Trump Media’s sole source of sales, Truth Social, won $821,200 in first quarter revenue, up 7% from the previous year. This is a promising start to 2025, since 2024 ended in 2024 and sales fell 12% year-on-year to $3.6 million.
Additionally, Trump Media boasts a strong balance sheet. Total assets were $918.9 million, while total liabilities at the end of the first quarter were $27.2 million. The company is collecting a $759 million war chest in first quarter cash, cash equivalents and short-term investments. But that’s where the strengths of the Trump media end.
Areas of concern for Trump media
Investing in Trump media poses several traits of risk. Perhaps the biggest thing is that 93% of revenue comes from a single customer. If that client decides to leave, Trump Media’s revenues will collapse.
The company also stands in a volatile financial setting. Trump Media is not profitable, with a net loss in the first quarter of $31.7 million. This is because the operating costs totaled $40 million in the first quarter.
But the bigger problem is the slippery revenue generated from the Trump media offering. Since Truth Social’s sales do not cover costs, it is important that the company’s new Truth+ and Truth.fi products provide immediate revenue. Another concern is that Trump Media pointed out in its first quarter revenue report that there was a “significant debilitating in internal control over financial reporting” and that there was a shortage of “accounting personnel with the necessary experience in the Securities and Exchange Commission reporting rules.”

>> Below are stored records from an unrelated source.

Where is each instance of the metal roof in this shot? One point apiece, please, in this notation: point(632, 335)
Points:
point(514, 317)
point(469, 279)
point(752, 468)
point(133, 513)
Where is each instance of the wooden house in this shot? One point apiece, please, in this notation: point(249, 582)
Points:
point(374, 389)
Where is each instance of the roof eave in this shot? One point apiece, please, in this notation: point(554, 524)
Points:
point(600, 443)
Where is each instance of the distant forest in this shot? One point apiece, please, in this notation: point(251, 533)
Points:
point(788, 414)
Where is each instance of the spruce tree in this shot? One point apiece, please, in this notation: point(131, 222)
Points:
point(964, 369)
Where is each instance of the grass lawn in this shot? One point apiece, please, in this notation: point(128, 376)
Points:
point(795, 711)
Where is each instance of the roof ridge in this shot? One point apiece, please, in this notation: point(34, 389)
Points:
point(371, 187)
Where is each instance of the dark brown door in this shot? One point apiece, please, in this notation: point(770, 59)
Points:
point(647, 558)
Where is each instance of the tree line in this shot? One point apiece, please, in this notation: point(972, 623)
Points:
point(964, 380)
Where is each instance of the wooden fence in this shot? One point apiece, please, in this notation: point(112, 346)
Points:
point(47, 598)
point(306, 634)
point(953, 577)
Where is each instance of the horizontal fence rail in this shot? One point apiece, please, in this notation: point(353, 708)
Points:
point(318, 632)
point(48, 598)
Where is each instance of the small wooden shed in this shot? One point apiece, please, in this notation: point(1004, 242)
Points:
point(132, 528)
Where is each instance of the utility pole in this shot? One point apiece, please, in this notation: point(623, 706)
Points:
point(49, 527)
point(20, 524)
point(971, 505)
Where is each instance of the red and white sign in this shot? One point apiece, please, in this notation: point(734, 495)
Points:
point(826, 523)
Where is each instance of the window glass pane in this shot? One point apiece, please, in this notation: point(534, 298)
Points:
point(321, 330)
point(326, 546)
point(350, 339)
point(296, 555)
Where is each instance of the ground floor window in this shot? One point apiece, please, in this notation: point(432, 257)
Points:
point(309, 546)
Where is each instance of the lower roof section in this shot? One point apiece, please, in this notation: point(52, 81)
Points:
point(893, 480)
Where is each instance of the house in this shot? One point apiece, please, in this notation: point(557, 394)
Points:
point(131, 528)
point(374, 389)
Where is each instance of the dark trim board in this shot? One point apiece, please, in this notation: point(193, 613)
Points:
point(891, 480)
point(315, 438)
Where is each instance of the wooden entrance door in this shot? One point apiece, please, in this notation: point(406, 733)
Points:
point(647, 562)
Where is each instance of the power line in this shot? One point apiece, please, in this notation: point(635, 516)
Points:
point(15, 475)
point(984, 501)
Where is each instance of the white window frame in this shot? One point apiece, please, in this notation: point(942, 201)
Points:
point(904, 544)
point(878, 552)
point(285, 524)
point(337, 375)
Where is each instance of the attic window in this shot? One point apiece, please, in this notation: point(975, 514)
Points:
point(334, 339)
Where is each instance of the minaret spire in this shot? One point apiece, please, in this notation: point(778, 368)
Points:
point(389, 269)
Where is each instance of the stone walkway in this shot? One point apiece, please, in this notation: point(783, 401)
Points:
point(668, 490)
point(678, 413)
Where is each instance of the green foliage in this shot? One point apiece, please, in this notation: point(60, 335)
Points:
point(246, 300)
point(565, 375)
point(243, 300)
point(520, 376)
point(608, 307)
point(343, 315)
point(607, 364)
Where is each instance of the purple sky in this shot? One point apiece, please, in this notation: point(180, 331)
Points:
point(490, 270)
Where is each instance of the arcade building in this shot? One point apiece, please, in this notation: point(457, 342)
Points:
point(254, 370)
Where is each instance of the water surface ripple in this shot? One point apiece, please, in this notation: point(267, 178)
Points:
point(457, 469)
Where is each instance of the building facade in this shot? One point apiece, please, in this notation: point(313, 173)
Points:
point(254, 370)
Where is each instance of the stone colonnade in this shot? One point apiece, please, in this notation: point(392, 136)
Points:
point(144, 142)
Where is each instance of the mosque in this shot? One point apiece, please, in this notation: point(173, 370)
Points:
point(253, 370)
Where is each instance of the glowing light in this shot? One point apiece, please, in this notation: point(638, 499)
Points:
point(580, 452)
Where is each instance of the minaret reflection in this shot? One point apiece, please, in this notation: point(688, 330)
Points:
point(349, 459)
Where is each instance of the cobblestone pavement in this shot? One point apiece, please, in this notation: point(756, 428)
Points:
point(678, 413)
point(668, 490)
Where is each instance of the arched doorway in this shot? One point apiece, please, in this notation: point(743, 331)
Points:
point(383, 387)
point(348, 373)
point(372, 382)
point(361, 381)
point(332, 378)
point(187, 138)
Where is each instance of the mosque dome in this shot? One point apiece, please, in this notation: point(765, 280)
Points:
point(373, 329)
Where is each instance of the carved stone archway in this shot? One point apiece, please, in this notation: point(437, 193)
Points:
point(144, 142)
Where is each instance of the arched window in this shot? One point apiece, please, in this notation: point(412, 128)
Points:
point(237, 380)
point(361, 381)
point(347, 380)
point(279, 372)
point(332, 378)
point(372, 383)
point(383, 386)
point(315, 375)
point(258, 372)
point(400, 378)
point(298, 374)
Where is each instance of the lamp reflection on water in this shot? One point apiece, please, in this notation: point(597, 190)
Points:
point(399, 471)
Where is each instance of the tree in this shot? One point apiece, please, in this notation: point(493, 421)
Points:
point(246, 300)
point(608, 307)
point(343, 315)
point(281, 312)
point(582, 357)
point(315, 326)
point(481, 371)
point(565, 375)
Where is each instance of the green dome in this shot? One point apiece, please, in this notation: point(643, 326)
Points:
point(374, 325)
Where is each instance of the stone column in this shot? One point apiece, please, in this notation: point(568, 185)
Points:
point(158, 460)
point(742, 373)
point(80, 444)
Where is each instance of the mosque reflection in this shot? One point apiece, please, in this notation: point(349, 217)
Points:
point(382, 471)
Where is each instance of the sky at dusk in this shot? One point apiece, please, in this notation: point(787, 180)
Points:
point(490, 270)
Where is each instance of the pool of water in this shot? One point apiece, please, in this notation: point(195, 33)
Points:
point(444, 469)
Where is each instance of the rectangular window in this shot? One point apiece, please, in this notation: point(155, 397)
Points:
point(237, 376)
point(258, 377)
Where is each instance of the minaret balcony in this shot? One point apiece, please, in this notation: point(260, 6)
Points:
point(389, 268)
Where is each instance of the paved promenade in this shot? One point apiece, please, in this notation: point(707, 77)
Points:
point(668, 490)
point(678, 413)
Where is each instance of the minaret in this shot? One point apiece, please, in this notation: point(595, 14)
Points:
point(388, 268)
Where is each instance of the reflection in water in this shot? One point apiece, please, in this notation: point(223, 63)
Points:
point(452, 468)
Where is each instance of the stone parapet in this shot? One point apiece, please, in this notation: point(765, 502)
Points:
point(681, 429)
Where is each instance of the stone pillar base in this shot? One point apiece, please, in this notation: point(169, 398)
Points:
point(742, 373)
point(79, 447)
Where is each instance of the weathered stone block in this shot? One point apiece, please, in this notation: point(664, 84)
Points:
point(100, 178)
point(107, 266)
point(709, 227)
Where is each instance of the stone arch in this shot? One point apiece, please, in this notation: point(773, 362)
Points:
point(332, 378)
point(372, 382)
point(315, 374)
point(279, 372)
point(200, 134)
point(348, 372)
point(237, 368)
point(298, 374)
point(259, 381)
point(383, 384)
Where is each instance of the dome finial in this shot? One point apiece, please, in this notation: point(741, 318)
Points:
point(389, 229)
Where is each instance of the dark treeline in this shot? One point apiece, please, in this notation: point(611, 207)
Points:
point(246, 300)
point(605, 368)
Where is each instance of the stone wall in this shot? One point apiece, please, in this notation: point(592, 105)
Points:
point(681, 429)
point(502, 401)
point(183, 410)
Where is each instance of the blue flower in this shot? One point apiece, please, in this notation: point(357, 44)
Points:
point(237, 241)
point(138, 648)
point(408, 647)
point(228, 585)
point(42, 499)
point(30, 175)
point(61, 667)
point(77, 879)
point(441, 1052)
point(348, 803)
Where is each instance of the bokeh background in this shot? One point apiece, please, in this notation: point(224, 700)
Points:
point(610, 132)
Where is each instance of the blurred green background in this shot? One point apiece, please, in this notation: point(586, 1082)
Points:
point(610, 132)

This means that there may be errors in its financial statements, which can lead to misrepresentation of Trump Media’s finances, depending on the scope of these errors. The company is working to address this issue, but at this point the integrity of its revenue report is questionable.
Make decisions about Trump’s media stocks
Trump’s media is in a volatile state given the high cost of running their business compared to the smallest sales that are invading. But its emerging products can bring the revenue Trump Media desperately needs, and its excellent balance sheet allows these products to maintain the company while building revenue streams.
So is the company’s substantial stock price from its 52-week high below its decision to buy the stock? To answer this question, you need to assess whether the stock valuation is reasonable.
This can be measured by the ratio of price to sale (P/S). This gives you an idea of how much money your company will pay for each revenue it earns over the course of 12 months. This metric is commonly used to assess stocks in unprofitable businesses such as Trump Media.
Data by ycharts. PS ratio = price to sales ratio.
Over the past year, the company’s P/S multiples have undergone wild fluctuations. Although it has not reached its peak at the time of this writing, it is still rising so much that it suggests that stocks are too high despite falling more than 50% from the high.
With expensive stocks combined with significant risks such as potential financial reporting errors and almost all of the revenues of relying on one customer, Trump Media stocks are not a good investment at this time.
Perhaps the company is the truth+ and truth. If the FI product ultimately produces sales, it would deserve a different look. For now, there is no compelling enough reason to buy Trump’s media stocks.
Robert Izquierdo has no position in any of the stocks mentioned. Motley’s fools have no position in any of the stocks mentioned. Motley Fools have a disclosure policy.
The Motley Fool is a partner at USA Today, providing financial news, analysis and commentary designed to help people control their financial lives. The content is produced independently of USA Today.